Juventud Rebelde - Diario de la Juventud Cubana

Un músico que se deja querer

Interpretar su música, con el trombón siempre como compañero, es la mejor manera que Eduardo Vargas ha encontrado para retribuir esos abrazos, consejos y enseñanzas que recibió durante sus primeros años de vida

Autor:

José Luis Estrada Betancourt

Le dicen el Kerendón porque desde pequeño se agencia con facilidad el cariño de la gente. Por eso se siente tan feliz retribuyendo, de la mejor manera que lo sabe hacer, esos abrazos, sonrisas, consejos, enseñanzas... que recibió durante sus primeros años de vida: interpretando su música, con el trombón siempre como compañero.

Así lo hizo en este julio y agosto, protagonizando los conciertos que nombró Verano en mi barrio, como el que tuvo lugar en el afamado Cayo Hueso, donde se mudó cuando contaba con  11 años de edad. «Es un compromiso que contraje conmigo mismo: llevarle alegría a mi gente, sobre todo a aquellos cuyos padres a veces no tienen la solvencia económica para llevarlos a lugares recreativos. Mas no se trata únicamente de contagiarlos con mis canciones e invitarlos a bailar...

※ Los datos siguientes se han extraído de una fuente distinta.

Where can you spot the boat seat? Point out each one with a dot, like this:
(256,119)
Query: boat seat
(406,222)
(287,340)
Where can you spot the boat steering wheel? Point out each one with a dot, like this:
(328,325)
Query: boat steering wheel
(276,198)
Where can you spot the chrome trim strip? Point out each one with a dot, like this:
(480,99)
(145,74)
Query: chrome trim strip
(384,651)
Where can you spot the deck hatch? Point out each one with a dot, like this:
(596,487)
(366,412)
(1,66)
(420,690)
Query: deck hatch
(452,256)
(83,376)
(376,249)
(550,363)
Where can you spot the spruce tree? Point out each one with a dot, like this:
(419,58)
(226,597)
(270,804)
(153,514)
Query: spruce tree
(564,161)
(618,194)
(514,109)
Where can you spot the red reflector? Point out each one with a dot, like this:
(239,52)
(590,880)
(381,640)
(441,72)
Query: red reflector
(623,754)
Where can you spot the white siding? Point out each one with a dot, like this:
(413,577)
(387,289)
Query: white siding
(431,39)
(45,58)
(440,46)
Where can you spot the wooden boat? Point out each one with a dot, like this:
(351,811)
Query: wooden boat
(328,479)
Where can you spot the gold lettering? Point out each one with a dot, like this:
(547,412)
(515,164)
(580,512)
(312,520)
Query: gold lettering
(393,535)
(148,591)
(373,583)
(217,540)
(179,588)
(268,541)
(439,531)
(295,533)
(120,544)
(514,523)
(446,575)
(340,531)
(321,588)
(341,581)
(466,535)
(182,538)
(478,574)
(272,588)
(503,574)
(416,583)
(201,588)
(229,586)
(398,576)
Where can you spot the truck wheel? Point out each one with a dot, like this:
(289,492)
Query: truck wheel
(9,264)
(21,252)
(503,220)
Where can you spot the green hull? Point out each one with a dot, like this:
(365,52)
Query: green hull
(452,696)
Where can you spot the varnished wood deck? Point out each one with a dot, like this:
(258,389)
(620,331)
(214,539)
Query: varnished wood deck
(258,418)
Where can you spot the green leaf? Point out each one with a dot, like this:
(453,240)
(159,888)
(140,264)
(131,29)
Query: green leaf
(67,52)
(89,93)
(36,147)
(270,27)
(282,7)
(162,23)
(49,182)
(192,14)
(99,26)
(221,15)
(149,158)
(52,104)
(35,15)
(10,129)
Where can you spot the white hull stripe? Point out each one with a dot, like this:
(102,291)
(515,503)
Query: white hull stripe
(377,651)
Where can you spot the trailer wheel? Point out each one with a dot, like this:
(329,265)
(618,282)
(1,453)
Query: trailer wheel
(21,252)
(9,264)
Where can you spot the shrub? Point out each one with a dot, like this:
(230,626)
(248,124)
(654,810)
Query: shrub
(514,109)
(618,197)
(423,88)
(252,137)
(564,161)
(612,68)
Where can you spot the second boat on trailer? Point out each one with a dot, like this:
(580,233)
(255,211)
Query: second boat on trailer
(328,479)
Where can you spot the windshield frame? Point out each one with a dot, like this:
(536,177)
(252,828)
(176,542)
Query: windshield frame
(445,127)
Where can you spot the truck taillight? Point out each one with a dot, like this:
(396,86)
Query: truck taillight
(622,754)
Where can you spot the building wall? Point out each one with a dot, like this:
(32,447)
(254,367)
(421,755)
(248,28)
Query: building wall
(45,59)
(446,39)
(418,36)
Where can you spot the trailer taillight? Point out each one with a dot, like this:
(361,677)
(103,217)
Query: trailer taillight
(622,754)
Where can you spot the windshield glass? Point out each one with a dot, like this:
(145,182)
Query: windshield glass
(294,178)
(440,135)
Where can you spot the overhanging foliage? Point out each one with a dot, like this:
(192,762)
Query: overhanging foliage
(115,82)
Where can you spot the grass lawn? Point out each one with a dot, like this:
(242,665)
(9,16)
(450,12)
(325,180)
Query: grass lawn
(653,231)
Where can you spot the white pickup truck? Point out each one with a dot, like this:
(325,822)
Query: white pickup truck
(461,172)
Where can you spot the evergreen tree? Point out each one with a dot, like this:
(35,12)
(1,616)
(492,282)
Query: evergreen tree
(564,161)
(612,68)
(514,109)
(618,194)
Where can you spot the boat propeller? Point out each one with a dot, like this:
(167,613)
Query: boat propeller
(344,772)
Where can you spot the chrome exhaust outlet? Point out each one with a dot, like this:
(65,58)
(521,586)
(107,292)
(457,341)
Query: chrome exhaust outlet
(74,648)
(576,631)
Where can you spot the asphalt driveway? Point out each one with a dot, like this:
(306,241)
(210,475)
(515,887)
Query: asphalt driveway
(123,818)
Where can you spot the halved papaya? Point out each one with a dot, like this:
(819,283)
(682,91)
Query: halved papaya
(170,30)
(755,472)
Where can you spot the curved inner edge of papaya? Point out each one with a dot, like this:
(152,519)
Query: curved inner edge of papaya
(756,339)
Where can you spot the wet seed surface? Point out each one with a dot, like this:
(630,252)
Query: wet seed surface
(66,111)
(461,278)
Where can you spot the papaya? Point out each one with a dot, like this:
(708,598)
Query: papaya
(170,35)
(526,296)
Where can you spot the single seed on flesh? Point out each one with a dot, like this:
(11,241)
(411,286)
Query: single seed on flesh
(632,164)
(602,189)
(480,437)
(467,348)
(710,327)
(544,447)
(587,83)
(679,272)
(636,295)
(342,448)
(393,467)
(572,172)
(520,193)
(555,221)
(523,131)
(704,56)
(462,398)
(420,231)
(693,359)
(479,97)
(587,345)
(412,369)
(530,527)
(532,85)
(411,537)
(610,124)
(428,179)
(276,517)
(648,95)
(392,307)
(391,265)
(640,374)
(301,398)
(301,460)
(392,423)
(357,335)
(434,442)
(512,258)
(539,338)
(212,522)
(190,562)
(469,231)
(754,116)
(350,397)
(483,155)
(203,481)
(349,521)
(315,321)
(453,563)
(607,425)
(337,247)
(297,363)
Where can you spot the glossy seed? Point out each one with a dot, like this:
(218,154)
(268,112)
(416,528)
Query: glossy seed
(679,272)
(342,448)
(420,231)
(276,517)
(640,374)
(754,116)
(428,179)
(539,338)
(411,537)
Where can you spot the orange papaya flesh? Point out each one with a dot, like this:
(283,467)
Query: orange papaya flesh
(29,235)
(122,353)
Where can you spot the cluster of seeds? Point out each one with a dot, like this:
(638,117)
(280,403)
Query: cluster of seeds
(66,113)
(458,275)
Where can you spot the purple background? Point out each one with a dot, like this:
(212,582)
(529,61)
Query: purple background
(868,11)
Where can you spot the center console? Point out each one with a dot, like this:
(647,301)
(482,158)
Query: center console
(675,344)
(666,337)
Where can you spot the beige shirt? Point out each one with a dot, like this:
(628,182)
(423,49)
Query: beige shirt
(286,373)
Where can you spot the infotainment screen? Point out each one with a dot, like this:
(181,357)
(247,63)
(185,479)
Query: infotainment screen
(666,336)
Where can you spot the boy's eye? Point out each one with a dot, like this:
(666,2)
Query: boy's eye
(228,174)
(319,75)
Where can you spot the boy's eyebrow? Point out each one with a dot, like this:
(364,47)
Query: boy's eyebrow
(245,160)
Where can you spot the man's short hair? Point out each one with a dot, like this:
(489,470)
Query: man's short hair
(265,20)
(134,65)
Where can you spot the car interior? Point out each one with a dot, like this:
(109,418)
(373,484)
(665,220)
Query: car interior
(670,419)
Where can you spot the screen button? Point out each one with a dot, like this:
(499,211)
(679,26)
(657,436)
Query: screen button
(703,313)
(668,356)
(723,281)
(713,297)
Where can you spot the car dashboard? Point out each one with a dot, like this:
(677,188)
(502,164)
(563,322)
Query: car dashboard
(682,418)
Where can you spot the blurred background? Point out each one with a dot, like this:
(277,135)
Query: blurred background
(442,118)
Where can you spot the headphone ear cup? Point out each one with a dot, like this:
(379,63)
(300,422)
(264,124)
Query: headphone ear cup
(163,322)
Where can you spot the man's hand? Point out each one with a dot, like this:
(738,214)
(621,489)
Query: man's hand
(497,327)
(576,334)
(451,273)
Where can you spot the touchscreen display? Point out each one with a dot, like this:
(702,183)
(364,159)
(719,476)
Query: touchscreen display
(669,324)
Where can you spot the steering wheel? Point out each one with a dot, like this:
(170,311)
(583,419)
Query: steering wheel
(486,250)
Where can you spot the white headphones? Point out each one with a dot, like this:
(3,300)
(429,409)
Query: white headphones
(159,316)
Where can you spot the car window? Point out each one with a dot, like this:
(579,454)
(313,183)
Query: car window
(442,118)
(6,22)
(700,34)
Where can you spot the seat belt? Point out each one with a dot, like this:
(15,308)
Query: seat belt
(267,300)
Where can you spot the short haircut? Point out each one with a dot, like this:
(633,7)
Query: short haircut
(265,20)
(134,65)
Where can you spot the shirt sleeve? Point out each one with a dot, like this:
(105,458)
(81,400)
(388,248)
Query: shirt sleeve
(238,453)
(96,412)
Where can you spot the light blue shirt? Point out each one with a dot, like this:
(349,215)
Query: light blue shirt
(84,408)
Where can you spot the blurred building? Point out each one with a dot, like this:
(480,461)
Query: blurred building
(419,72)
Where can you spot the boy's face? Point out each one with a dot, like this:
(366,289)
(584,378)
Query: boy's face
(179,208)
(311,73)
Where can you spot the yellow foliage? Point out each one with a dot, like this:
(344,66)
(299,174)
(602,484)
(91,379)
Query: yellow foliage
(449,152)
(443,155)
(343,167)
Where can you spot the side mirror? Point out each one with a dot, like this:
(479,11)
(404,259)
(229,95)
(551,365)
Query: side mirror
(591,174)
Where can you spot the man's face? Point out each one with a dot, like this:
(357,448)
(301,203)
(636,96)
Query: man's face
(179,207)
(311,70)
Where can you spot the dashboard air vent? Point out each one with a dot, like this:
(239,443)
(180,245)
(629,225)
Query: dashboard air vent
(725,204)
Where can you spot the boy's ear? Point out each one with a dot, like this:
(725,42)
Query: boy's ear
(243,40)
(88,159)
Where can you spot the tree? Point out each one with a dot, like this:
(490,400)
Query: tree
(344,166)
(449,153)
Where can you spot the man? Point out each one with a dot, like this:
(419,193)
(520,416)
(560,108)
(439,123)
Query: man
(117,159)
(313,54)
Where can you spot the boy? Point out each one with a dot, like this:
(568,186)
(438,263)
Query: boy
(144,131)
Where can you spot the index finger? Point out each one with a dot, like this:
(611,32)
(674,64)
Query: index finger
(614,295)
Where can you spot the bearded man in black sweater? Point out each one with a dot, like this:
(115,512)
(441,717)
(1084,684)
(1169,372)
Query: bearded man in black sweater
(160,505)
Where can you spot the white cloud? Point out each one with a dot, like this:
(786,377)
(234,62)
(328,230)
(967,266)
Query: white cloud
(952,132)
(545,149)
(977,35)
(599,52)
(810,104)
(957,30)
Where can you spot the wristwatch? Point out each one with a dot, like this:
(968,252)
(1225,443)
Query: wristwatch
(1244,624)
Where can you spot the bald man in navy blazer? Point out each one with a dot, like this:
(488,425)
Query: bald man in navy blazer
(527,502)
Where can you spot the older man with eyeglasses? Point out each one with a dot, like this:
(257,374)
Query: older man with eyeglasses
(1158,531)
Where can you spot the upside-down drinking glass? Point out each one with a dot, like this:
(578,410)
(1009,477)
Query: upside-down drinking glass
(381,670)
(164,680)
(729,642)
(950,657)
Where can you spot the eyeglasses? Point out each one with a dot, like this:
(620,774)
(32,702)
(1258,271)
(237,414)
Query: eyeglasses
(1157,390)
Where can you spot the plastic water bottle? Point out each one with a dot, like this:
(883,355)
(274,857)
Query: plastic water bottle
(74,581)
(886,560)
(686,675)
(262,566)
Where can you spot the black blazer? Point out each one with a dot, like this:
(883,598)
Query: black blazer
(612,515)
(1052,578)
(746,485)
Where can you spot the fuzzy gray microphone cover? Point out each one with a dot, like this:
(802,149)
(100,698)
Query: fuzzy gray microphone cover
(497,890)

«Mi propuesta consiste, además, en contar historias de los barrios donde actúo, de sus calles, de los sitios más emblemáticos, preparar juegos de participación, etc. Por ejemplo, cuando me presenté en Cayo Hueso le rendimos homenaje al maestro Eduardo Rosillo, les hablé a mis seguidores del parque Maceo, de la Fragua Martiana... Cada actuación exige no solo ensayar hasta el cansancio para que todo quede bien, sino también buscar información en bibliotecas, indagar entre las personas que llevan más años viviendo en esas localidades... Sí, el esfuerzo es enorme, pero después la satisfacción es mayor cuando la gente se te acerca para agradecerte».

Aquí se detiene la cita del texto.